Tags: Middle East | Israel | Rubio | Israel | Obama | jobs

Rubio: UN Vote for Palestinian State Will Thwart Peace Process

Thursday, 15 Sep 2011 05:29 AM

By Hiram Reisner

Sen. Marco Rubio says if an imminent vote in the United Nations to create a Palestinian state is successful, it would set back the Middle East peace process and combined with other regional turmoil would complicate Israel’s stability. The Florida Republican also told Fox News’ Greta Van Susteren Wednesday the only job President Barack Obama’s jobs plan will save “is his.”
 “One of the things I’ve tried to do is engage with some of the leaders in the Western Hemisphere and Latin America . . . and I’ve written letters to some of their presidents and asked them not to vote for this,” Rubio said. “I think it sets the peace process back — the key is to have a Jewish state and have the Palestinians recognize Israel — I think that’s where the starting point needs to be.

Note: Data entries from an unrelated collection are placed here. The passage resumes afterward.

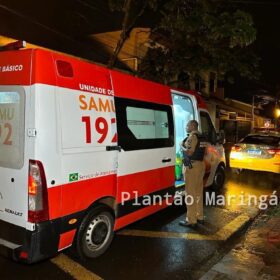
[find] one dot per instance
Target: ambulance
(76, 136)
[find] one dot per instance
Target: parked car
(260, 152)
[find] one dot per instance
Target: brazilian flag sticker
(73, 177)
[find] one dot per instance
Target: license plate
(254, 152)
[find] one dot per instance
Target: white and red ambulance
(74, 137)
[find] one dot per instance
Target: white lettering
(11, 68)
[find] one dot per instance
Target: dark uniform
(194, 177)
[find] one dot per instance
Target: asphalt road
(157, 247)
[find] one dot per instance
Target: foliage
(205, 35)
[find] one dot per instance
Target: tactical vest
(199, 151)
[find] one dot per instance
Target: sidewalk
(257, 257)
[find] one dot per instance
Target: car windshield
(260, 139)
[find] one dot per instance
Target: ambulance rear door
(147, 152)
(14, 153)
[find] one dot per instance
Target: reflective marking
(74, 269)
(221, 235)
(8, 244)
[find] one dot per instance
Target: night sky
(267, 46)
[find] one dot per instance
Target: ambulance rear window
(11, 127)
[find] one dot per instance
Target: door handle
(166, 160)
(113, 148)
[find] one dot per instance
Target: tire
(219, 178)
(95, 233)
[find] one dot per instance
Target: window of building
(207, 127)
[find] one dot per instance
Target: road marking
(74, 269)
(221, 235)
(164, 234)
(229, 229)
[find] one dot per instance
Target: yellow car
(260, 152)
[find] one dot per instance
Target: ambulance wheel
(219, 178)
(95, 233)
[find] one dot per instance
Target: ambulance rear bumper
(27, 246)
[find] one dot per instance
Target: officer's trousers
(194, 191)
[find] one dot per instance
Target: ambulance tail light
(38, 210)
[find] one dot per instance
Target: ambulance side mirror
(221, 137)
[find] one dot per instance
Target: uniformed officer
(194, 152)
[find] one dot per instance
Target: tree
(204, 35)
(133, 9)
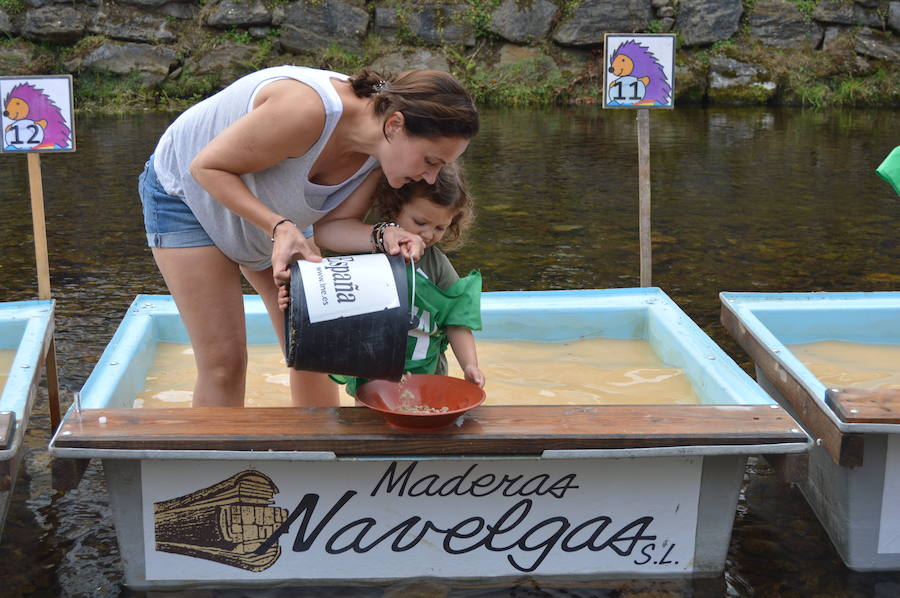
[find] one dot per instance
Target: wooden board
(845, 449)
(519, 430)
(7, 427)
(860, 405)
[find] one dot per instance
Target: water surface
(743, 200)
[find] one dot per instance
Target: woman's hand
(474, 375)
(290, 245)
(397, 240)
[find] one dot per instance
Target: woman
(236, 178)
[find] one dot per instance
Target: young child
(448, 307)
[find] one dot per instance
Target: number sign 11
(37, 114)
(638, 70)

“And I think a vote by the U.N. could set us back when Israel is surrounded by tremendous uncertainty — we saw events in Cairo last week, the uncertainty in Egypt — Jordan has its challenges, Iran continues to move forward with their nuclear ambitions,” he said. “All things combined are putting Israel in a difficult position, which makes it harder to reach that settlement everyone would like to have. I hope our allies will join the United States in voting against that measure.”

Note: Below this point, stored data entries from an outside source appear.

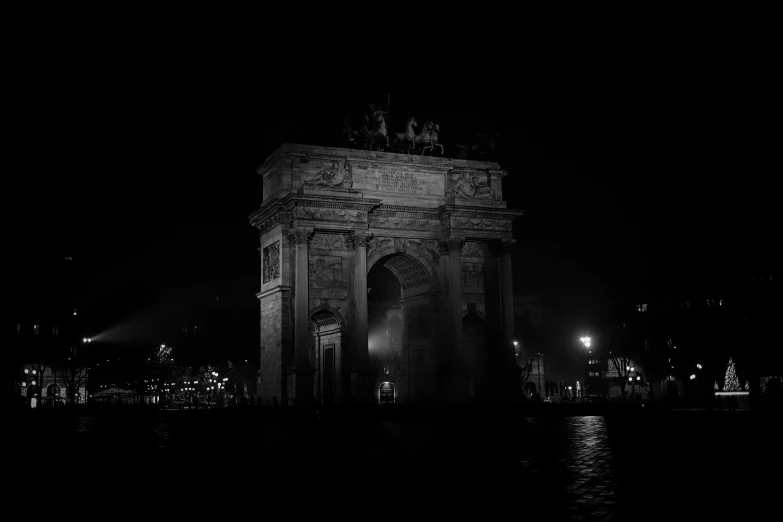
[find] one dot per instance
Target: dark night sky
(632, 177)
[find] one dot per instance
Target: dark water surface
(618, 467)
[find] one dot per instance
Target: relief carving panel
(271, 262)
(326, 272)
(328, 242)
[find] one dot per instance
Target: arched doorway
(400, 325)
(530, 390)
(474, 333)
(327, 327)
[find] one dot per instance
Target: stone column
(303, 370)
(508, 359)
(460, 374)
(362, 382)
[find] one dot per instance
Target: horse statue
(433, 141)
(421, 140)
(403, 141)
(378, 136)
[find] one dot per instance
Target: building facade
(332, 219)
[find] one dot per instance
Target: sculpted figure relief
(473, 186)
(328, 242)
(339, 176)
(271, 262)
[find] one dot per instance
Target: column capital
(507, 245)
(358, 239)
(300, 236)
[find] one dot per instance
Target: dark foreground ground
(624, 465)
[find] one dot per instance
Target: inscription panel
(398, 180)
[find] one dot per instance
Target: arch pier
(384, 278)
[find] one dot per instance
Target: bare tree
(74, 374)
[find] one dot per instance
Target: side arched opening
(327, 327)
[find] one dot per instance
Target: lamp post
(587, 342)
(539, 373)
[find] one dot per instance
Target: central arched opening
(399, 325)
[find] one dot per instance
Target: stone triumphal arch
(437, 228)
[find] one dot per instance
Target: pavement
(620, 467)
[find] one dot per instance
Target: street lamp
(587, 342)
(540, 355)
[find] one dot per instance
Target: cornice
(276, 290)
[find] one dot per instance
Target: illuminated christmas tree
(731, 383)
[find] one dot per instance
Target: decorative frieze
(473, 249)
(280, 218)
(359, 239)
(472, 185)
(325, 272)
(300, 236)
(428, 248)
(453, 243)
(403, 223)
(328, 242)
(472, 274)
(331, 214)
(482, 224)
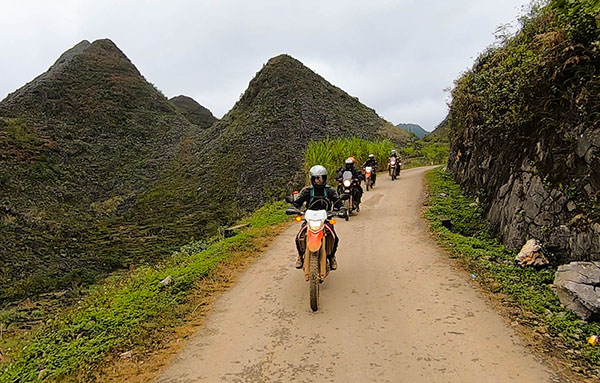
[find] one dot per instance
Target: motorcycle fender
(314, 241)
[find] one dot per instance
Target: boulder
(577, 285)
(531, 254)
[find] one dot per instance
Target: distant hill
(441, 132)
(266, 133)
(194, 112)
(98, 170)
(414, 128)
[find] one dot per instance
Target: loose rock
(576, 285)
(531, 254)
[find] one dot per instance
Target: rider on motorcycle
(398, 162)
(372, 162)
(356, 174)
(318, 196)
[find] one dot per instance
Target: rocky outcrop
(193, 111)
(578, 288)
(531, 254)
(525, 133)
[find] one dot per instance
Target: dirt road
(394, 311)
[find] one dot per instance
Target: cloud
(395, 56)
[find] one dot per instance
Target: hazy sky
(395, 56)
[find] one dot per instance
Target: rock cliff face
(525, 133)
(259, 145)
(194, 112)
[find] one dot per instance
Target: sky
(398, 57)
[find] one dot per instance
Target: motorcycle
(394, 169)
(348, 189)
(369, 177)
(316, 263)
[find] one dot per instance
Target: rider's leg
(301, 246)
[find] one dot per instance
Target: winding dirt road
(394, 311)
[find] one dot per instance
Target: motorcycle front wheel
(313, 280)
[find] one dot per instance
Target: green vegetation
(531, 99)
(495, 269)
(193, 112)
(423, 153)
(332, 153)
(131, 309)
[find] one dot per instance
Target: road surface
(395, 311)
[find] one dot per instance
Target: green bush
(495, 267)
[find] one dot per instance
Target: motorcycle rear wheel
(313, 280)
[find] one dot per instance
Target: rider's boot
(299, 262)
(333, 263)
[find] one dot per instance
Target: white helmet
(318, 171)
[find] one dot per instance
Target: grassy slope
(129, 310)
(495, 269)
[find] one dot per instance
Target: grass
(125, 311)
(496, 270)
(332, 153)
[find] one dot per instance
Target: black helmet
(318, 171)
(349, 163)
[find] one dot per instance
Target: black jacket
(318, 198)
(355, 174)
(372, 163)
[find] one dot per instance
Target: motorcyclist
(320, 196)
(356, 174)
(372, 162)
(398, 161)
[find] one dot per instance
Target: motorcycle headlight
(315, 225)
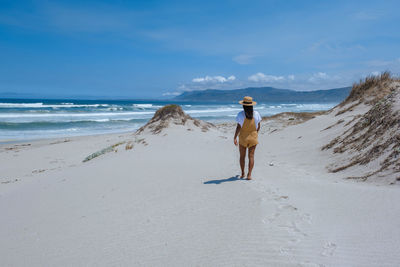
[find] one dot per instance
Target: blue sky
(162, 48)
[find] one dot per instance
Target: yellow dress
(248, 135)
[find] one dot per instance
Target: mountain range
(267, 95)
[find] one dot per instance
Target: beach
(169, 195)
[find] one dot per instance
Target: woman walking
(248, 125)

Turning to President Barack Obama’s jobs plan, Van Susteren asked Rubio what he thought it means for the nation.

“Really the only job I think it is designed to protect is his — but there are some things there, the payroll tax holiday, that’s fine. But the plan is not a serious effort to create jobs,” Rubio said. “I think it’s largely a political move and the need to do something. But the jobs issue is enormous — I’ve said repeatedly the biggest issue in Washington is the debt, but the biggest issue in America are jobs.

“But what the president is saying he wants to do to help create jobs in America is not going to work — it’s basically a lot of the stuff we tried before — all it does is cost us money,” he continued. “We really need some basic things — they are not exciting and the media hates it when I say it because it is not new. That’s like telling a farmer: Stop focusing on fertilizer, soil, and water.

“What it takes to grow the economy: tax reform, regulatory reform, certainty about our debt — many of these are things that worked,” Rubio said. “That’s what we as policymakers should be focused on.”